Achieving durable solutions for these millions of IDPs in long-term limbo is complicated by a range of factors, including the lack of resolution to conflicts, a long economic recovery period, inadequate community infrastructure, weak rule of law and property disputes. Innovative approaches by governments, national civil society and humanitarian, human rights and development organizations alike are needed to allow these IDPs to resume normal lives.

In order to draw attention to the challenges and possibilities of achieving a durable solution through local integration, the Brookings-Bern Project on Internal Displacement, IDMC/NRC, UNHCR and UNDP decided to organize a second seminar focusing specifically on local integration in protracted internal displacement situations. The Second Expert Seminar on Protracted Internal Displacement, “IDPs in Protracted Displacement: Is Local Integration a Solution?” took place on 19-20 January 2011 in Geneva. 
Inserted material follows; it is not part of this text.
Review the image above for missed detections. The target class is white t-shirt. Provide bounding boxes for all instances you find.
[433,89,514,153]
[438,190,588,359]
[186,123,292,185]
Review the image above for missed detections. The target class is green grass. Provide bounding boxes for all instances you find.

The seminar brought together about 100 participants from around the world, from a range of backgrounds and organisations. They included representatives of governments and civil society organisations in countries with protracted internal displacement, international humanitarian and development organisations (including UN agencies) donors, research organisations, academics and other experts. The Chatham House Rule was in effect during the meeting to allow participants to speak more freely.

The seminar focused on the experiences of six countries with protracted internal displacement – Burundi, Colombia, Georgia, Serbia, southern Sudan and Uganda. For each country field research was commissioned and the resulting case studies were distributed before the seminar. Other background materials circulated to participants included an overview of local integration of IDPs in protracted displacement and reference materials relating to durable solutions. This report summarizes the proceedings and outcomes of the seminar.